HackingTheUniverse

Each control in 800-53 has the following components:

• Name
• Number
• Description
• Guidance
• Supplemental

This is an example of an actual control:

Control Number: SI-2

Control Name:  FLAW REMEDIATION

Control Description:   The organization identifies, reports and corrects information system flaws.

Guidance:  The organization identifies information systems containing proprietary or open source software affected by recently announced software flaws (and potential vulnerabilities resulting from those flaws). Proprietary software can be found in either commercial/government off-the-shelf information technology component products or in custom-developed applications. The organization (or the software developer/vendor in the case of software developed and maintained by a vendor/contractor) promptly installs newly released security relevant patches, service packs, and hot fixes, and tests patches, service packs, and hot fixes for effectiveness and potential side effects on the organization’s information systems before installation. Flaws discovered during security assessments, continuous monitoring (see security controls CA-2, CA-4, or CA-7), or incident response activities (see security control IR-4) should also be addressed expeditiously. NIST Special Publication 800-40 provides guidance on security patch installation.

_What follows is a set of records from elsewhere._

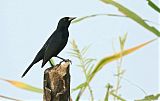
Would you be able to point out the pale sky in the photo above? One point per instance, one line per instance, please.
(26, 25)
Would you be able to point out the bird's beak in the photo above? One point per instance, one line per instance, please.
(71, 18)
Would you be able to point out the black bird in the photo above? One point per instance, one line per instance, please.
(54, 45)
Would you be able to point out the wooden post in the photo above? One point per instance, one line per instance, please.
(57, 83)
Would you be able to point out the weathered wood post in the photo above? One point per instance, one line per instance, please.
(57, 83)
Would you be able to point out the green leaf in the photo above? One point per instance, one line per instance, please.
(9, 98)
(118, 97)
(23, 85)
(150, 98)
(95, 15)
(132, 16)
(112, 58)
(116, 56)
(155, 7)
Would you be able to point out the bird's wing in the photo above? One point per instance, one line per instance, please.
(51, 50)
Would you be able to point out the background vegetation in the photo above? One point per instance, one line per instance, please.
(90, 66)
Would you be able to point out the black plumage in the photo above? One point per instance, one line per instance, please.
(54, 45)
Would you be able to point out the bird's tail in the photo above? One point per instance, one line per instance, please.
(27, 69)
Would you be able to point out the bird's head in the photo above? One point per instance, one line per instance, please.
(65, 22)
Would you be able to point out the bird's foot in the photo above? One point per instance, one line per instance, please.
(65, 60)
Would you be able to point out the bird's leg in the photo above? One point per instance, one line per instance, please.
(65, 60)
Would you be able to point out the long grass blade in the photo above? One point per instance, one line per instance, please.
(9, 98)
(112, 58)
(132, 15)
(154, 6)
(23, 86)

EVERY CONTROL HAS THE COMPONENTS SHOWN ABOVE

SOME CONTROLS ALSO HAVE ENHANCEMENTS – SHOWN BELOW

Control Enhancement 1:  The organization centrally manages the flaw remediation process and installs updates automatically without individual user intervention.

Control Enhancement 2:  The organization employs automated mechanisms to periodically and upon command determine the state of information system components with regard to flaw remediation.

Each control also shows which impact levels it is selected on and which impact levels any enhancements are selected on. The impact levels are LOW, MODERATE, and HIGH.